Miami (FL) defeated Temple 72–66.

===2004===
Xavier defeated Miami (FL) in overtime 83–70. Florida defeated Providence 84–66.

===2005===
Louisville defeated Miami 58–43 at the Orange Bowl Basketball Classic in Sunrise, Florida. The Cardinals' leading scorer was Juan Palacios with 19 points. Florida State defeated Nebraska 74–60, Isaiah Swann was the Seminoles’ leading scorer.

===2006===
Nebraska defeated Miami (FL) 82–67 at the 2006 Orange Bowl Classic in Sunrise, Florida. The Cornhuskers' Marcus Perry was Nebraska's leading scorer with 25 points.
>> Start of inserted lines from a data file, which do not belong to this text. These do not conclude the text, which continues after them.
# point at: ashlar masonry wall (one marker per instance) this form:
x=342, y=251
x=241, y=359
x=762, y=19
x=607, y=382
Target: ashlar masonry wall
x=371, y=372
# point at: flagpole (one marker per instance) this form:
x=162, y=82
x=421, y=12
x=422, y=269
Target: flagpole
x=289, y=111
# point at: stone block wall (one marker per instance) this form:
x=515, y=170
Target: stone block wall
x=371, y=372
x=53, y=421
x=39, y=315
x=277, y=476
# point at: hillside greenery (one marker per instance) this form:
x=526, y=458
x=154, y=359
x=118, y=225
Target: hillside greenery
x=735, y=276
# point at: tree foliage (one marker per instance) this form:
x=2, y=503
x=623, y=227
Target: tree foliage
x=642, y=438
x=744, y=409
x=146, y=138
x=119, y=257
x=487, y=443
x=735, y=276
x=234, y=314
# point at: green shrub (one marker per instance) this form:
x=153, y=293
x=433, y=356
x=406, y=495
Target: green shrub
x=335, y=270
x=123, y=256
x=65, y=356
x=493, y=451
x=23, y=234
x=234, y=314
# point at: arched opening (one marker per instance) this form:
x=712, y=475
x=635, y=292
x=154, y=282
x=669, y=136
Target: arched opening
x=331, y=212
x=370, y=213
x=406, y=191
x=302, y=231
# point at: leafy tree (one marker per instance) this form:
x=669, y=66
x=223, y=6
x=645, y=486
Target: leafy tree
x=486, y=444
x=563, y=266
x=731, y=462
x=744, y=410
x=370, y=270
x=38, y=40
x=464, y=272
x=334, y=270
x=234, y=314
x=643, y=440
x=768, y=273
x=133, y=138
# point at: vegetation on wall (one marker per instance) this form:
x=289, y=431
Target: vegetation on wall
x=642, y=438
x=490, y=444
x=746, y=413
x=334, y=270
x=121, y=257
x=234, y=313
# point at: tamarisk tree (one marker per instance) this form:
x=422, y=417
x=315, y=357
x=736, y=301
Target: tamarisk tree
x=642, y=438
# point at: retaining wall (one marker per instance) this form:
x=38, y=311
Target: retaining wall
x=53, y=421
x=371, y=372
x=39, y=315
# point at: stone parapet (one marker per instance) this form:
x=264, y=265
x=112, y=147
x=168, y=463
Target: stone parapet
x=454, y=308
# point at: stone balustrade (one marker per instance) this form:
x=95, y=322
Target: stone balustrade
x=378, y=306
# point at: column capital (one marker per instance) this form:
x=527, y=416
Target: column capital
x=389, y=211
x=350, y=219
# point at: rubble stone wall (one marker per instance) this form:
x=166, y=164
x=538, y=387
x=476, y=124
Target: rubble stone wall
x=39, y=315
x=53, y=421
Florida defeated UAB 75–70, Corey Brewer led the Gators with 19 points.

===2007===
Florida defeated Temple 86–69 at the 2007 MetroPCS Orange Bowl Classic, Marreese Speights led the Gators with 20 points. Winthrop defeated Miami (FL) 76–70, Chris Gaynor led the Eagles with 21 points.

===2008===
Florida defeated Winthrop 74–45, the Gators' leading scorer was Chandler Parsons with 17 points. Florida State defeated Western Kentucky 82–69, Toney Douglas scored 27 points to lead FSU.

===2009===
Richmond defeated Florida at the MetroPCS Orange Bowl Classic in 2009, led by 16 points by David Gonzalvez. Miami (FL) defeated Florida Atlantic 87–69, Miami's Dwayne Collins was the Hurricanes leading scorer with 17 points.

===2010===
Florida defeated Kansas State 57–44 behind 15 points from Kenny Boynton. UCF improved to 10–0 with a 84–78 win over Miami (FL), led by 23 points from Marcus Jordan.

===2011===
Miami (FL) defeated Florida Atlantic 93–90 in 2OT. Florida defeated Texas A&M 84–64.

===2012===
Florida State defeated Tulsa 82–63. Florida defeated Air Force 78–61.

===2013===
Florida State handed No. 22 UMass their first loss of the 2013 season 60–55 at the Orange Bowl Classic. Florida beat Fresno State 66–49.

===2014===
Florida State beat South Florida 75–62. Florida beat Wake Forest 63–50.

===2015===
Florida State rallied past Florida Atlantic 64–59. Florida beat Oklahoma State 72–70.

===2016===
Florida State defeated Manhattan 83–67. Florida defeated Charlotte 87–46.

===2017===
Oklahoma State defeated Florida State 71–70. Clemson defeated Florida 71–69.

===2018===
No. 11 Florida State defeated Saint Louis 81–59. Florida defeated FGCU 77–56.

===2019===
In the 2019 Orange Bowl Classic, Florida State defeated South Florida 66–60. Utah State defeated Florida 65–62.

===2020===
The 2020 Orange Bowl Classic was cancelled due to the COVID-19 pandemic.

===2021===
On May 20, 2021, Florida State vs. UCF and USF vs. Florida were announced as the matchups for the 27th annual Orange Bowl Classic. The Florida State vs. UCF game was cancelled while Florida defeated USF 66–55 on Dec. 18, 2021.

===2022===
On December 17, 2022, St. John's defeated Florida State 93–79 at the Orange Bowl Classic. Missouri defeated UCF 68-66 off a DeAndre Gholston buzzer-beating 3 pointer.
===2023===
On December 9, 2023, USF defeated Florida State 88–72. Florida defeated Richmond 88–72.
===2024===
Florida State defeated Tulane 77–64 on December 14, 2024, in the Orange Bowl Classic. UCF defeated Tulsa 88–75.

===2025===
The 2025 Orange Bowl Basketball Classic on December 13, 2025 featured a doubleheader with Florida State vs. UMass and Florida vs. George Washington.

UMass defeated Florida State 103–95. Florida defeated George Washington 80–70.